Acusei o toque e respondi com alguma sobranceria: ‘Já tinhas obrigação de saber que se há pessoa que tem algum jeito para arrumar livros sou eu’.

Quando entrou naquele a que chamamos o ‘quarto dos brinquedos’, a minha mulher deve ter ficado aterrada. Havia torres de livros no chão, em cima da cama, livros a deslizar por cima de dossiês em cima da secretária – um pandemónio completo. Mas, vendo o meu empenho, ela teve a delicadeza de não fazer comentários.

Antes de mais, deixem-me explicar o que é o quarto dos brinquedos: uma divisão com uma cama para as visitas, uma secretária onde seria suposto os nossos filhos estudarem mas que está sempre atulhada de bugigangas, uma cómoda amarela – com legos numa gaveta, carrinhos noutra, bonecos noutra, plasticinas noutra, pistolas noutra e por aí adiante – e uma estante do Ikea com livros infantis. Além desses móveis convencionais, há caixas, caixinhas e caixotes encostados às paredes, com brinquedos de todos os géneros e nos mais variados estados de degradação.

Há uns meses tomei a sábia decisão de não voltar a arrumar esse quarto enquanto pelo menos metade dos brinquedos não fosse fora – e tem sido um descanso. Mas desta vez abri uma exceção. Para os livros.

Para começar, a própria estante estava a desconjuntar-se, o que envolveu um mínimo de bricolage e retirar uma boa parte dos livros. Foi aí que a minha mulher apareceu, no auge da desarrumação. Depois, enquanto repunha os livros, uma das prateleiras voltou a desabar, obrigando-me a retirar tudo de novo e a consolidar a estrutura.

Arrumar livros, encaixá-los no sítio certo, é, devo dizer, um dos meus passatempos favoritos. Neste caso, porém, além de se tratar de literatura infantil, o mau estado de alguns livros deixou-me mortificado. E há aqueles grandes formatos, que são muito engraçados, mas não cabem em lado nenhum. Estava, por isso, precisamente a pô-los deitados quando a minha mulher voltou a entrar. ‘Porque é que não os pões direitos?’, perguntou. Acusei o toque e respondi com alguma sobranceria: ‘Já tinhas obrigação de saber que se há pessoa que tem algum jeito para arrumar livros sou eu’.

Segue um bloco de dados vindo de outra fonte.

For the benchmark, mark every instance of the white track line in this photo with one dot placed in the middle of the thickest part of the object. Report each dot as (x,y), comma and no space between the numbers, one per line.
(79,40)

Escusado será dizer que o comentário me espicaçou. Juntei livros com alturas de lombadas semelhantes para dar alguma uniformidade ao conjunto, ordenei coleções, reagrupei os volumes para preencher espaços vazios, mas sem sobrecarregar as prateleiras. E ainda surripiei um livro deles para a minha coleção…

Aos poucos e poucos, tirando daqui e pondo acolá, fui conseguindo que o conjunto ficasse mais ou menos harmonioso. E pude finalmente começar a apreciar o que havia ali: entre outros, os hilariantes Diários de um Banana, os álbuns de Calvin & Hobbes, as adaptações dos clássicos por João de Barros e O Grufalão, um dos meus livros infantis favoritos.

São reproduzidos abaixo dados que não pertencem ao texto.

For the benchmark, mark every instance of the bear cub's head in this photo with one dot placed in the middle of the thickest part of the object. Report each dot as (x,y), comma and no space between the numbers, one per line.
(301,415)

No final, dando-me conta de que ainda subsistiam algumas cadernetas em cima da cama, peguei nelas e pousei-as sobre os grandes formatos com o maior dos cuidados, quase sem respirar, como se estivesse a jogar mikado. Felizmente, a torre não se desmoronou. Estava na hora de ir chamar a minha mulher. Depois do pandemónio em que ela tinha encontrado o quarto, de certeza que a estante ia parecer-lhe ainda mais bem arrumada.